GENEVA (Reuters) – The Omicron-fuelled wave of COVID-19 infections has led rich nations to intensify their recruitment of nurses from poorer elements of the world, worsening dire staffing shortages in overstretched workforces there, the International Council of Nurses stated.

Sickness, burnout and workers departures amid surging Omicron instances have pushed absentee charges to ranges not but seen during the two-year pandemic, stated Howard Catton, CEO of the Geneva-based group that represents 27 million nurses and 130 nationwide organisations.

To plug the hole, Western nations have responded by hiring military personnel in addition to volunteers and retirees however many have additionally stepped up worldwide recruitment as a part of a pattern that’s worsening well being inequity, he continued.

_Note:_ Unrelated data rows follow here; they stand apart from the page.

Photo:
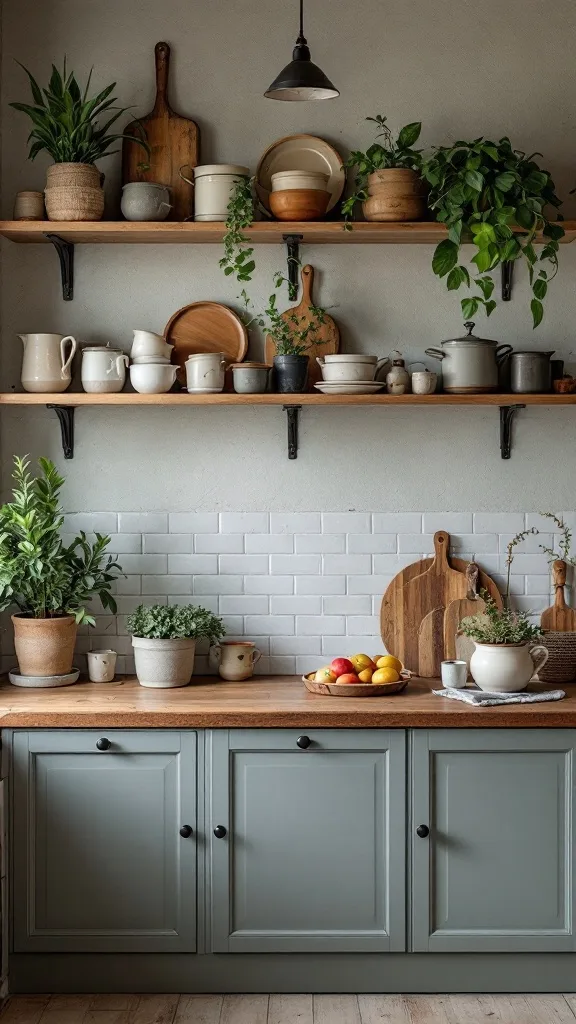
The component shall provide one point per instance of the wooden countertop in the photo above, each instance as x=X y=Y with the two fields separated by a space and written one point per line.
x=280 y=701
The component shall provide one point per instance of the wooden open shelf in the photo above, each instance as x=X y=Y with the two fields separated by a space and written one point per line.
x=332 y=232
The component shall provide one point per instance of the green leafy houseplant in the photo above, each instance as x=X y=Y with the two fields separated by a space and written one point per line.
x=497 y=196
x=68 y=124
x=38 y=573
x=175 y=622
x=380 y=156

“We have completely seen a rise in worldwide recruitment to locations just like the UK, Germany, Canada and the United States,” Catton stated in a Reuters interview primarily based on a report he co-authored on COVID-19 and the worldwide nursing drive.

“I actually concern this ‘fast repair answer’ – it is a bit comparable to what we have been seeing with PPE (private protecting gear) and vaccines the place wealthy nations have used their financial would possibly to purchase and to hoard – in the event that they do this with the nursing workforce it should simply make the inequity even worse.”

Even earlier than the pandemic there was a worldwide scarcity of 6 million nurses, with almost 90% of these shortages in low and lower-middle-income nations, in accordance to ICN information.

Some of the current recruits to wealthy nations have come from sub-Saharan Africa, together with Nigeria, and elements of the Caribbean, Catton stated, saying that nurses have been usually motivated by larger salaries and higher phrases than at dwelling.

The ICN report stated this course of was additionally being facilitated by giving nurses most popular immigration standing.

“The backside line is that some folks would have a look at this and say that is wealthy nations offloading the prices of teaching new nurses and well being staff,” he stated.

Even rich nations will wrestle to deal with the “mountains of backlog of unmet care” when the pandemic winds down, Catton warned, calling for extra funding and a ten-year plan to strengthen the workforce.

“We want a coordinated, collaborative, concerted international effort which is underpinned by critical funding, not simply heat phrases and platitudes and applause,” he stated.